The first example is invalid because neither a cat nor a dog can have both properties hasWoof and hasMeow defined. Only one should ever be defined. The second example has the opposite problem, where neither hasWoof, nor hasMeow is defined. These are examples of values which are inside the model space, but outside of our desired domain space.

Model too big is more common in practice than model to small. Big models tend to disperse validation logic throughout the program, to wherever there is code that deals with the model. This is because many of the domain logic invariants that could be guaranteed by a smaller, more specific model are lacking in a big model. This means that invariants have to be double checked everywhere the model is used. Model too big also encourages complex validation logic in general.

Typical Symptoms

  • Many unrelated properties combined into one big model (melting pot model)
  • Many or most of the properties have to be made optional
  • Care must be taken not to accept value outside of the domain space

From a model that is too big, we can improve it by identifying distinct uses cases. Decompose the big model into many smaller models, one for each use case. Then, combine the models together into a sum type. Good languages should have direct support for sum types, but they can be simulated in other languages by using tagged unions.

Model Just Right

The solution to this problem is to ensure that the model space matches the domain space as closely as possible. Here is how a model can be defined for cats and dogs, that avoids all of the problems of the examples above.

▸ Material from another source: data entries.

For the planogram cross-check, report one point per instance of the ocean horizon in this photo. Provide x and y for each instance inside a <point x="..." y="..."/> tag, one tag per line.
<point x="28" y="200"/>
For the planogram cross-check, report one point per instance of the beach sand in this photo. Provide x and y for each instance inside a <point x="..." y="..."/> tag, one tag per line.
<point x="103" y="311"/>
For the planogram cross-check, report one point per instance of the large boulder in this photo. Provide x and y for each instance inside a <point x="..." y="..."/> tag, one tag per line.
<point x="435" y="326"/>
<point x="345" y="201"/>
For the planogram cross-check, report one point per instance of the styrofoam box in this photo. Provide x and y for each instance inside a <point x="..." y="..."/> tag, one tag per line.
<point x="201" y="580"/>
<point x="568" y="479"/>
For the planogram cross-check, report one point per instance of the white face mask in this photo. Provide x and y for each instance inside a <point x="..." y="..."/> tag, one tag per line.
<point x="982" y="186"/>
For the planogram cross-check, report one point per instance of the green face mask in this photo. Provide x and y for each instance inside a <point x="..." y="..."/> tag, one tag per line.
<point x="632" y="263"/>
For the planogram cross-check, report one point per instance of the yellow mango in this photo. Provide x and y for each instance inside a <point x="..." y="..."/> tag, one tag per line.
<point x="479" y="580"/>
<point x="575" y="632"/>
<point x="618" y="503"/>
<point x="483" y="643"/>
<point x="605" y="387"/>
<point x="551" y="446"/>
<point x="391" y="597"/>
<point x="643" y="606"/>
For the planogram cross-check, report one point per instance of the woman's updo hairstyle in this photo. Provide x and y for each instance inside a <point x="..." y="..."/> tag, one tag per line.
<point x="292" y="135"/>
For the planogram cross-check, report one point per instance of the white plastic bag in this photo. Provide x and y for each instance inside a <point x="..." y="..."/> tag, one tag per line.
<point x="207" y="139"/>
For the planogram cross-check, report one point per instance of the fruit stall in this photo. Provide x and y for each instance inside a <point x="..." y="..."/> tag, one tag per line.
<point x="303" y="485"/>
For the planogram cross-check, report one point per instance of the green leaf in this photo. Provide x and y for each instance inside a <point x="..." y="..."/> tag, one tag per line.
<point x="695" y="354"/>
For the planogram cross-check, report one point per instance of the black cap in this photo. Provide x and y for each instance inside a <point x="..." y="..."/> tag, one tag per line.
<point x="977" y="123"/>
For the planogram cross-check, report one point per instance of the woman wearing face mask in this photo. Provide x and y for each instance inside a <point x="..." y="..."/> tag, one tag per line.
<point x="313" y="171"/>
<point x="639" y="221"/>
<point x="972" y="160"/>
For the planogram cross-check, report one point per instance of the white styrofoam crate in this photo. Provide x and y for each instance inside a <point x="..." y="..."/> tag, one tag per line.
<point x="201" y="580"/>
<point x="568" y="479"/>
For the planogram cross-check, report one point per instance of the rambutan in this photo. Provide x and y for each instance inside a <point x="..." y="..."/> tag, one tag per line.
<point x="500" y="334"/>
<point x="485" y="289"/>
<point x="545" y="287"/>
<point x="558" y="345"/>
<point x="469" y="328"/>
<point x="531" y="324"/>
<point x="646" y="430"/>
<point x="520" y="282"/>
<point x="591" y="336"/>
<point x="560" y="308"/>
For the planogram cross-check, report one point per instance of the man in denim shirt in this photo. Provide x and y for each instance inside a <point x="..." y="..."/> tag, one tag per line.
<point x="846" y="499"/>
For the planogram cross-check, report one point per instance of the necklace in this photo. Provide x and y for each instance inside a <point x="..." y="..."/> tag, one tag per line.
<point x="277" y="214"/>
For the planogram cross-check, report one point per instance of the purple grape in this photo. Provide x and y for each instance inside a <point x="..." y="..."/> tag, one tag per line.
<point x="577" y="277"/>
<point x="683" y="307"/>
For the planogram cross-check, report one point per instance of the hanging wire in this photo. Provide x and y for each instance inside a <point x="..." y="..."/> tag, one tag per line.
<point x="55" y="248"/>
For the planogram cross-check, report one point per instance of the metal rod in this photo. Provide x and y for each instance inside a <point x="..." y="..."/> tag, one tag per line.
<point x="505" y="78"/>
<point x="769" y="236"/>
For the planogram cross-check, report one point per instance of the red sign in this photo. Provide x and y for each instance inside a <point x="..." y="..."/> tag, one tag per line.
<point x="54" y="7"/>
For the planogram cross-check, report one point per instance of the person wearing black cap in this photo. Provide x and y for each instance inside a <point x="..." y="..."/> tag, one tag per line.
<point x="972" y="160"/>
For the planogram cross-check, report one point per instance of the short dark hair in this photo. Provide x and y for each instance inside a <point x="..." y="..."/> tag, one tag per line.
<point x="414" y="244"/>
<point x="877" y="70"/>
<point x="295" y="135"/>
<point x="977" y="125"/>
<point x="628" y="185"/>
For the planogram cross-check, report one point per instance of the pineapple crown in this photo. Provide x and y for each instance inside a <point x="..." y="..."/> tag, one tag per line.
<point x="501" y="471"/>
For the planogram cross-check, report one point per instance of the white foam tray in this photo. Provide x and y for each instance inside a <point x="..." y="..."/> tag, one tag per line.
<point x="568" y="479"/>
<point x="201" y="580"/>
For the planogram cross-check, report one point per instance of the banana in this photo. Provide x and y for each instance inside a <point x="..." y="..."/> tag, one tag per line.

data Pet = Cat { name :: String, hasMeow :: Bool }
         | Dog { name :: String, hasWoof :: Bool }

Notice that the sum type restricts the possible values so that only hasMeow xor hasWoof can be defined. This encodes a domain logic restraint into the type system that was not included in the model before.

Exceptions

Some logical constraints cannot be encoded into standard type systems without introducing dependent types. Dependent types are a types system where type can depend on values, rather than depending only on other types. Dependent types allow the type system to encode first-order logic properties, such as “a pair of integers where the first is greater than the second”. At the time of writing, here is virtually no support for dependent types in popular programming languages. Only research and experimental languages like Idris and Coq support dependent types. Unfortunately it is not possible to encode first-order domain logic into models using non-dependently typed programming languages.

For this reason, this article only applies to the failure to encode zeroeth-order domain logic (that which can be expressed using non-depedent types) into models.